I started making canes on the request of a nice married couple I met on a church-building short-term mission trip to Mexico City in the early 1990’s. Several years after our trip, their son-in-law was diagnosed with bone cancer, and so they wanted to get him a specially made cane that he would enjoy using. They had heard from others that I had quit my corporate office job and started doing woodworking full-time. So, they contacted me to make his cane.
Sadly, I also built him a casket, another first for me, about a year later
Since the time I did that first Cane for Bryan, I have enjoyed the work on the canes that I have been able to make, but more importantly, the people that I have been able to meet and help along the journey. I do make a bunch of unique items and furniture, but without a doubt, I receive more correspondence and thank-you cards from cane customers than any of the other items I make, combined.

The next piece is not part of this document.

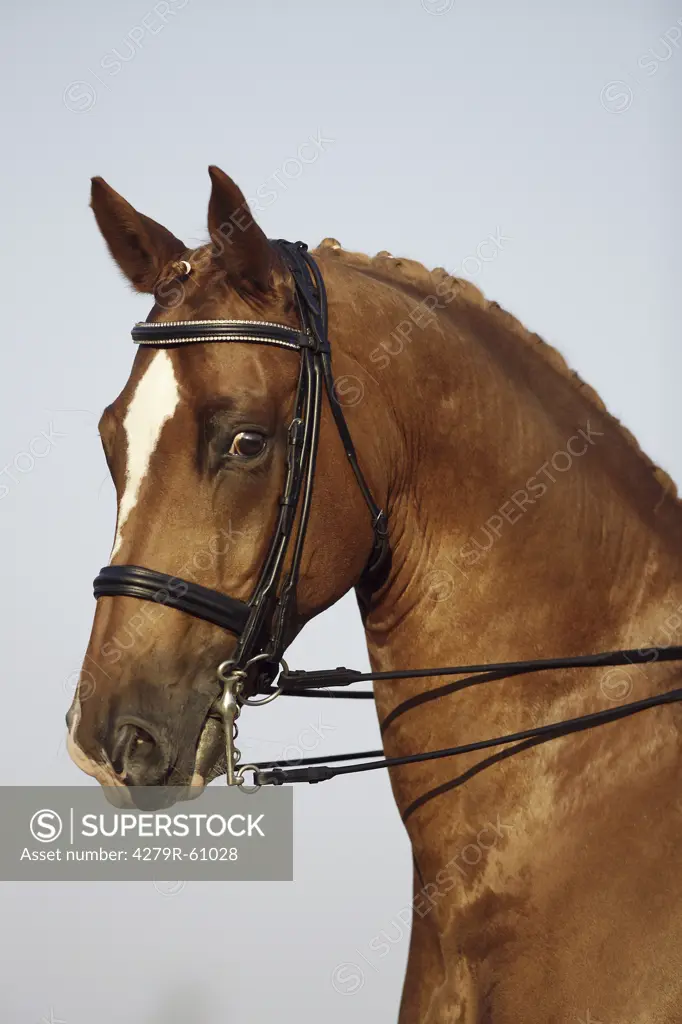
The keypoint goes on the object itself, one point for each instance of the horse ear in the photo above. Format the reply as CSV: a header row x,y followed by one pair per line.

So, they are fun for me to build, and I look forward to each new person and situation.
To keep a handle on all of the memories, I engrave a small serial number on each brass cane tip, and then I keep a detailed database log of each cane, customer, and situation. The list always brings me warm memories each time I scan it and remember the folks that have supported my work over the years, and vice versa.
Still Want to See more of my work?
Start with each of these links, and they will take you to other organized lists of my other niche products:
(This text, all photos, project design, are protected by copyright 2007-2011, M.A.DeCou, all rights reserved and protected, ask permission first! Weblinks to this page are permitted)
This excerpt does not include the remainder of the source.